The Historian reviewed rape court cases between 1940 and 1960 in Gusii land and highlighted how severely rape cases were dealt with in court. He noted the following:

"Court elders and magistrates treated rape as an offence against a woman as opposed to one against her male guardian. Perhaps most fascinating are cases where an accused man claimed to have had consensual sex with his accuser. Unlike their contemporaries in Western and Kenya's British-run courts, Gusii elders did not expect a woman to prove that she had not consented to sex. Instead, they demanded that the accused prove that she had consented." 

So what exactly determines whether people will feel compassion while others will ask why the victim put themselves in the way of danger? 

In examining the psychology of blame, experts identified several reasons for the phenomenon.

"One of the key factors that promote victim-blaming is a self-preservation tactic known as the just-world hypothesis," says Dr Kerubo. "It's based on the premise that people deserve what happens to them."

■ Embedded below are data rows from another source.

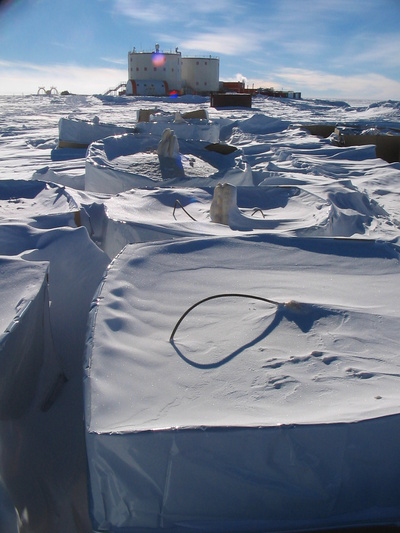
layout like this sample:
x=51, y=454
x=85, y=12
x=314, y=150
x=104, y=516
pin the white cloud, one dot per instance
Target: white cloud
x=26, y=78
x=174, y=10
x=223, y=42
x=317, y=83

According to the expert, assigning responsibility to the victim is in part to avoid admitting that something just as terrible could happen to them -- even when they took the "appropriate" precautions to keep themselves "safe". 

"Having worked with a lot of assault victims and people around them, people find ways to blame victims so that they can continue feeling safe themselves," Dr Kerubo explains.

"I think it helps them feel like bad things will never happen to them. In their minds, they convince themselves that there was some reason that Eunice and Velvine were assaulted, and that will never happen to them because they must have been doing something wrong."

"Twenty-year-old girls go on dates and have lunch with friends every other day. That's how people meet new friends, potential spouses, and even business partners. Eunice did not do anything out of the ordinary, and yet, she was assaulted," says Dr Kerubo.

Focus on the victim's story and experience — even in a sympathetic way — increases the likelihood of victim-blaming. Conversely, focusing on the perpetrators of the crime and what they could have done differently reduces the reaction of victim-blaming. 

Victim blaming also lowers inhibition. According to Dr Kerubo, victim-blaming allows would-be perpetrators of sexual assault to suppress their brain's natural inhibitions that are meant to prevent people from behaving poorly towards others.

Instead, they develop reasons to prepare the groundwork to invalidate a victim. "All these are excuses meant to justify the acts of violence. It is equal to stealing a vehicle and asking why the owner had a car and yet the thief did not," explains Dr Kerubo.

"Finally, people victim blame so as not to face the fact that the next sexual abuser could be your brother, father, or any ordinary person near you," she says. 

"We want to believe that for a normal person to rape, the victim must have somehow contributed to their behavior. The truth is, normal people sometimes do bad things, and bad things sometimes happen to good people. So it's time to blame the rapists and treat them as they deserve," Dr Kerubo says.